Looks very powerful at any rate and now that Cycles volumetrics is a thing, looks really useful. And quite right, both Mantaflow and this are needed!

surely from the fluid sim (liquids) side some improvement would be nice… the fluid sim is quite outdated and the particles are useless without a remesher. Regarding the smoke sim, as there will be something new and better it is of course a really good thing, but the sim we have now is quite good already.
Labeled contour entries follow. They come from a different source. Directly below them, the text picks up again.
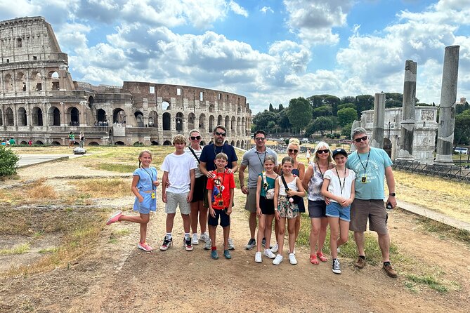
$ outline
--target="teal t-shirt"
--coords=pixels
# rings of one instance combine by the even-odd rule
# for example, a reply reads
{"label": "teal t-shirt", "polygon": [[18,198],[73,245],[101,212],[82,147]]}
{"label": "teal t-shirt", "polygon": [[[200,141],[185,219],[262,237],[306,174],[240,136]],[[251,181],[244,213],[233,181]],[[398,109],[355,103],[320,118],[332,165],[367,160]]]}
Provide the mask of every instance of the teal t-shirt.
{"label": "teal t-shirt", "polygon": [[361,200],[383,200],[385,168],[391,166],[393,163],[382,149],[371,147],[367,162],[368,154],[358,154],[356,151],[348,156],[346,166],[355,173],[355,198]]}

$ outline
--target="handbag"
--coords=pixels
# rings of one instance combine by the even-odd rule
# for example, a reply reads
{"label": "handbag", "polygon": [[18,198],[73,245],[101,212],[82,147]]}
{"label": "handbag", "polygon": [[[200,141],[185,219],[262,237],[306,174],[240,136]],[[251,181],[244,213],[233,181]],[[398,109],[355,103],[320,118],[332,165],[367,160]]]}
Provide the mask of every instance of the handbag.
{"label": "handbag", "polygon": [[[289,187],[287,187],[287,184],[286,183],[286,181],[284,179],[284,175],[281,176],[281,180],[282,180],[282,184],[284,184],[284,187],[285,188],[286,192],[289,191]],[[300,196],[292,196],[291,197],[291,198],[292,198],[292,202],[295,204],[297,204],[301,201],[303,200],[303,199]]]}
{"label": "handbag", "polygon": [[[263,171],[263,175],[261,176],[263,179],[263,187],[264,187],[266,191],[266,199],[272,200],[274,199],[274,188],[268,189],[269,185],[268,185],[268,180],[266,179],[266,174]],[[276,178],[278,178],[276,177]]]}

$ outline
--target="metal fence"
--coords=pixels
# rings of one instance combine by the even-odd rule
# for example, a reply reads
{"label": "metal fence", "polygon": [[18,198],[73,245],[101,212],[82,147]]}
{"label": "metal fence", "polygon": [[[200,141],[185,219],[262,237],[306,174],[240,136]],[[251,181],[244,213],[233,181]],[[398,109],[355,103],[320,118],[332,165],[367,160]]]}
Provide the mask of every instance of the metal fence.
{"label": "metal fence", "polygon": [[417,174],[439,176],[459,182],[470,182],[470,170],[459,166],[422,164],[409,161],[395,160],[392,168]]}

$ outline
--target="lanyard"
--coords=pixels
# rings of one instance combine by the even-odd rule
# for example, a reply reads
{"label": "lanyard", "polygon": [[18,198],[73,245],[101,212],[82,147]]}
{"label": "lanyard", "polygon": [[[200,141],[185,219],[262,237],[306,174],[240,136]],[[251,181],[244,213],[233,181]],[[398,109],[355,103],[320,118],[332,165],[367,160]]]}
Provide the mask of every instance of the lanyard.
{"label": "lanyard", "polygon": [[359,161],[360,162],[360,165],[363,166],[363,168],[364,168],[364,173],[365,174],[366,169],[367,168],[367,165],[369,164],[369,156],[370,156],[370,150],[371,149],[369,148],[369,153],[367,154],[367,161],[365,163],[365,167],[364,166],[364,164],[363,164],[363,160],[360,159],[360,156],[359,155],[359,152],[356,151],[358,152],[358,157],[359,158]]}
{"label": "lanyard", "polygon": [[145,171],[145,173],[147,173],[148,174],[148,175],[150,176],[150,183],[152,184],[152,190],[155,190],[155,186],[153,185],[153,171],[150,168],[150,172],[152,173],[152,174],[150,174],[150,173],[148,173],[148,171],[145,168],[143,168],[143,170]]}
{"label": "lanyard", "polygon": [[344,168],[344,179],[343,179],[343,185],[341,185],[341,178],[338,173],[338,168],[334,168],[334,170],[337,171],[337,175],[338,175],[338,180],[339,180],[339,188],[341,188],[341,194],[343,195],[343,189],[344,189],[344,185],[346,185],[346,168]]}

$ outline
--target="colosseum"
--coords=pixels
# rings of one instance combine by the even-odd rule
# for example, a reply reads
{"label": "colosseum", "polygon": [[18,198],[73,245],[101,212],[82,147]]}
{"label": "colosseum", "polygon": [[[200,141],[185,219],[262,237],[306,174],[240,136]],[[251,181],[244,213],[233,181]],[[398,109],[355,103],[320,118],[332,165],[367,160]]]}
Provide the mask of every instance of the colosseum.
{"label": "colosseum", "polygon": [[245,97],[188,86],[73,81],[68,55],[42,17],[0,22],[0,138],[67,145],[70,132],[83,131],[86,145],[167,145],[193,128],[209,141],[223,125],[228,143],[249,145]]}

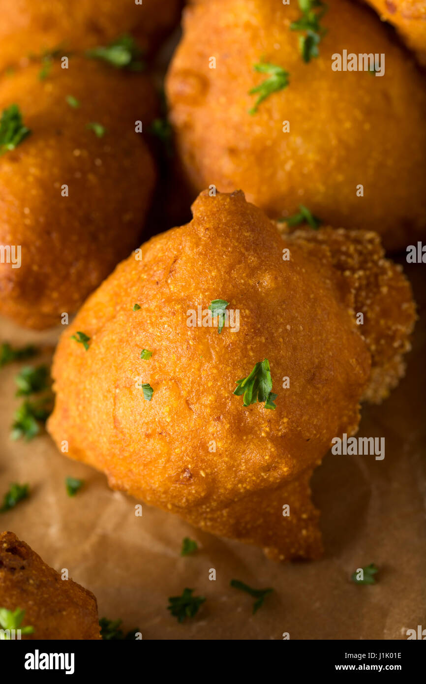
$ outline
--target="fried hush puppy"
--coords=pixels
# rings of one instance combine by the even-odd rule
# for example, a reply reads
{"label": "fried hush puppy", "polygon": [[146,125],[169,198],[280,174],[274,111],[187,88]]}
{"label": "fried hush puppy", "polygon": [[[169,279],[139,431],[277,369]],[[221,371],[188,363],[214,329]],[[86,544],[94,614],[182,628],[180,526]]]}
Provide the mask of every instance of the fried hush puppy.
{"label": "fried hush puppy", "polygon": [[25,611],[22,639],[101,639],[92,592],[62,580],[13,532],[0,533],[0,608]]}
{"label": "fried hush puppy", "polygon": [[[178,21],[180,0],[0,0],[0,72],[29,55],[79,51],[130,34],[144,51]],[[65,54],[67,54],[66,52]]]}
{"label": "fried hush puppy", "polygon": [[[291,29],[302,16],[295,1],[188,7],[166,81],[178,153],[196,192],[241,187],[274,218],[303,203],[325,225],[377,231],[386,248],[403,248],[426,228],[425,79],[369,9],[327,5],[308,62],[304,32]],[[333,70],[344,50],[384,54],[384,75]]]}
{"label": "fried hush puppy", "polygon": [[426,2],[425,0],[368,0],[383,21],[398,29],[408,47],[426,65]]}
{"label": "fried hush puppy", "polygon": [[135,124],[156,97],[147,77],[92,60],[32,65],[0,82],[0,111],[18,105],[30,130],[0,155],[0,313],[34,328],[77,311],[139,243],[156,170]]}
{"label": "fried hush puppy", "polygon": [[[361,399],[380,401],[402,374],[410,285],[370,233],[283,241],[241,192],[205,191],[192,210],[120,264],[64,332],[48,429],[113,488],[271,557],[317,558],[310,475],[333,437],[356,431]],[[194,323],[217,300],[239,312],[234,330]],[[265,360],[275,407],[271,393],[233,393]]]}

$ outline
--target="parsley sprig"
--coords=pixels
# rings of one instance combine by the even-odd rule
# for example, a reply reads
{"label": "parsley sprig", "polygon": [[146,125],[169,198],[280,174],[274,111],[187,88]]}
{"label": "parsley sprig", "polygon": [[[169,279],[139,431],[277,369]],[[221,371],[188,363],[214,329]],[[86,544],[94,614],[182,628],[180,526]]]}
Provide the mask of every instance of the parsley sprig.
{"label": "parsley sprig", "polygon": [[189,537],[185,537],[182,540],[181,555],[190,555],[191,553],[196,551],[198,548],[198,544],[194,539],[190,539]]}
{"label": "parsley sprig", "polygon": [[362,569],[364,579],[357,579],[356,575],[358,573],[356,571],[351,576],[352,581],[355,582],[356,584],[375,584],[375,578],[374,575],[376,573],[379,572],[379,568],[375,566],[374,563],[370,563],[369,565],[366,566]]}
{"label": "parsley sprig", "polygon": [[71,335],[70,339],[72,340],[75,340],[76,342],[82,344],[86,352],[89,348],[89,341],[90,340],[90,337],[85,334],[85,332],[81,332],[81,330],[78,330],[75,335]]}
{"label": "parsley sprig", "polygon": [[23,361],[31,358],[37,354],[37,350],[32,345],[27,345],[21,349],[14,349],[8,342],[3,342],[0,346],[0,368],[12,361]]}
{"label": "parsley sprig", "polygon": [[122,36],[109,43],[86,51],[88,57],[103,60],[117,69],[142,71],[145,64],[141,59],[142,51],[131,36]]}
{"label": "parsley sprig", "polygon": [[36,402],[24,402],[15,411],[10,438],[24,437],[26,442],[33,439],[51,415],[51,397],[44,397]]}
{"label": "parsley sprig", "polygon": [[256,95],[258,93],[258,97],[254,103],[254,106],[248,110],[249,114],[255,114],[258,110],[261,103],[271,95],[273,92],[282,90],[287,88],[289,83],[288,71],[283,69],[282,66],[277,66],[276,64],[271,64],[267,62],[261,62],[254,64],[253,67],[255,71],[258,71],[261,74],[269,74],[269,77],[263,81],[258,86],[252,88],[248,91],[249,95]]}
{"label": "parsley sprig", "polygon": [[40,366],[25,366],[15,376],[18,386],[16,397],[27,396],[49,389],[49,368],[45,364]]}
{"label": "parsley sprig", "polygon": [[[30,624],[22,627],[23,620],[25,616],[25,611],[21,608],[16,610],[8,610],[8,608],[0,608],[0,627],[3,629],[20,629],[21,634],[32,634],[34,628]],[[7,640],[10,639],[7,634],[0,634],[0,640]]]}
{"label": "parsley sprig", "polygon": [[251,596],[253,596],[254,598],[256,598],[253,604],[253,615],[259,609],[261,606],[263,605],[263,601],[268,594],[271,594],[274,591],[273,589],[270,588],[252,589],[252,587],[249,587],[248,584],[240,581],[239,579],[231,579],[230,583],[231,587],[234,587],[235,589],[239,589],[241,592],[245,592],[247,594],[250,594]]}
{"label": "parsley sprig", "polygon": [[178,622],[183,622],[185,618],[194,618],[197,614],[200,606],[205,601],[204,596],[193,596],[194,589],[183,590],[180,596],[170,596],[167,609],[177,618]]}
{"label": "parsley sprig", "polygon": [[139,631],[139,628],[131,629],[129,632],[124,634],[120,628],[122,622],[122,620],[108,620],[107,618],[101,618],[99,620],[99,625],[102,638],[105,641],[118,641],[118,640],[129,641],[133,640],[136,632]]}
{"label": "parsley sprig", "polygon": [[274,403],[277,395],[272,392],[272,378],[271,369],[267,358],[259,361],[247,378],[237,381],[238,385],[234,394],[243,396],[243,406],[250,406],[251,404],[265,402],[265,408],[276,408]]}
{"label": "parsley sprig", "polygon": [[83,484],[83,479],[79,479],[78,477],[66,477],[65,486],[68,497],[75,497]]}
{"label": "parsley sprig", "polygon": [[11,508],[14,508],[19,501],[27,499],[29,494],[29,486],[28,484],[18,484],[18,482],[13,482],[10,485],[10,489],[6,492],[3,499],[3,504],[0,508],[0,513],[5,513]]}
{"label": "parsley sprig", "polygon": [[14,150],[30,133],[29,129],[23,124],[18,105],[3,109],[0,119],[0,155]]}
{"label": "parsley sprig", "polygon": [[217,332],[222,332],[225,325],[225,313],[226,307],[229,306],[229,302],[225,300],[213,300],[209,306],[209,311],[211,311],[211,317],[217,317]]}
{"label": "parsley sprig", "polygon": [[314,216],[311,211],[304,205],[299,205],[300,209],[293,216],[288,216],[287,218],[279,218],[278,222],[285,221],[287,226],[299,226],[301,223],[308,224],[314,231],[317,231],[321,224],[321,219]]}
{"label": "parsley sprig", "polygon": [[303,31],[304,36],[299,36],[299,48],[304,62],[310,62],[318,57],[318,45],[327,33],[327,29],[319,25],[319,22],[328,10],[321,0],[297,0],[302,16],[290,25],[291,31]]}

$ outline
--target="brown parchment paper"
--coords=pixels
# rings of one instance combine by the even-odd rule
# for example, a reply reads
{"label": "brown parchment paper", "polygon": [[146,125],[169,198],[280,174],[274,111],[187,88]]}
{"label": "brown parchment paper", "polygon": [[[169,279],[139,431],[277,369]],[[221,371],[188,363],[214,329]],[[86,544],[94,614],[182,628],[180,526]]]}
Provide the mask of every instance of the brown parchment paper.
{"label": "brown parchment paper", "polygon": [[[408,629],[426,627],[426,266],[405,268],[421,315],[407,375],[382,406],[364,407],[358,433],[385,437],[385,458],[329,453],[315,473],[323,560],[277,564],[257,548],[211,536],[144,504],[136,517],[135,500],[59,453],[46,434],[10,441],[20,402],[14,376],[22,364],[0,370],[0,496],[12,482],[28,482],[31,495],[0,515],[0,528],[14,531],[57,570],[67,568],[96,596],[100,616],[138,627],[143,639],[282,639],[289,632],[291,639],[398,640]],[[0,321],[0,341],[44,347],[37,363],[49,361],[57,335]],[[69,475],[85,482],[74,498],[66,492]],[[181,557],[186,536],[200,550]],[[356,568],[371,562],[380,568],[377,584],[350,581]],[[215,581],[209,579],[212,568]],[[252,599],[229,586],[232,578],[275,591],[252,616]],[[166,609],[168,597],[185,587],[207,601],[195,618],[179,624]]]}

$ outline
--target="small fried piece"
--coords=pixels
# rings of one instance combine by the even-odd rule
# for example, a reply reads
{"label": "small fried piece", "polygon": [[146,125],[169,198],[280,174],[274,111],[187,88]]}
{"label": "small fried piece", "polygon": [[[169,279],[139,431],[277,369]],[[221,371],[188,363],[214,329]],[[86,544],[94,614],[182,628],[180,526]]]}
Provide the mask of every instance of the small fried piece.
{"label": "small fried piece", "polygon": [[124,34],[150,50],[177,23],[180,0],[0,0],[0,71],[25,58],[105,45]]}
{"label": "small fried piece", "polygon": [[425,0],[367,0],[382,21],[401,33],[407,45],[426,65],[426,2]]}
{"label": "small fried piece", "polygon": [[[143,245],[142,261],[122,262],[63,334],[48,430],[114,488],[270,557],[317,558],[310,475],[334,437],[356,432],[362,397],[380,399],[401,374],[410,287],[369,233],[354,250],[351,234],[330,229],[317,244],[283,241],[241,192],[204,191],[192,210]],[[217,300],[239,312],[238,330],[202,325]],[[69,339],[77,330],[87,352]],[[262,389],[245,406],[237,384],[264,360],[274,402]]]}
{"label": "small fried piece", "polygon": [[[302,203],[325,225],[405,248],[426,233],[426,82],[369,8],[324,4],[308,63],[291,30],[296,0],[189,5],[166,80],[176,148],[196,192],[241,187],[273,218]],[[343,51],[384,54],[384,74],[333,70]],[[271,88],[256,107],[262,83]]]}
{"label": "small fried piece", "polygon": [[137,246],[156,179],[135,132],[157,106],[146,76],[80,57],[39,71],[0,82],[0,112],[16,104],[30,131],[0,155],[0,244],[21,250],[20,267],[0,263],[0,313],[35,328],[59,324]]}
{"label": "small fried piece", "polygon": [[44,563],[13,532],[0,533],[0,607],[25,610],[23,639],[101,639],[96,599]]}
This year, I have done a SPH project as studient : https://github.com/tychotatitscheff/duc-sph
As far as I know, we have used the same papers as them so http://image.diku.dk/projects/media/kelager.06.pdf and http://www8.cs.umu.se/education/examina/Rapporter/MarcusVesterlund.pdf . Basicly, the colision handling is only box and sphere and capsule and the viscosity force is not perfect. Best model has been found since.
But it show how to optimise sph simulation using opencl.

multiple domains in the fluid simulation

It’s not bad but far from the detail you can get with Fume FX for example:

http://previewcf.turbosquid.com/Preview/2014/07/08__00_16_06/heavysmoke_f_md.jpgf968f730-04ea-4c4a-bdf8-92fe6e3e6047Large.jpg

You can only get big blobs of smoke but not fine detail as this.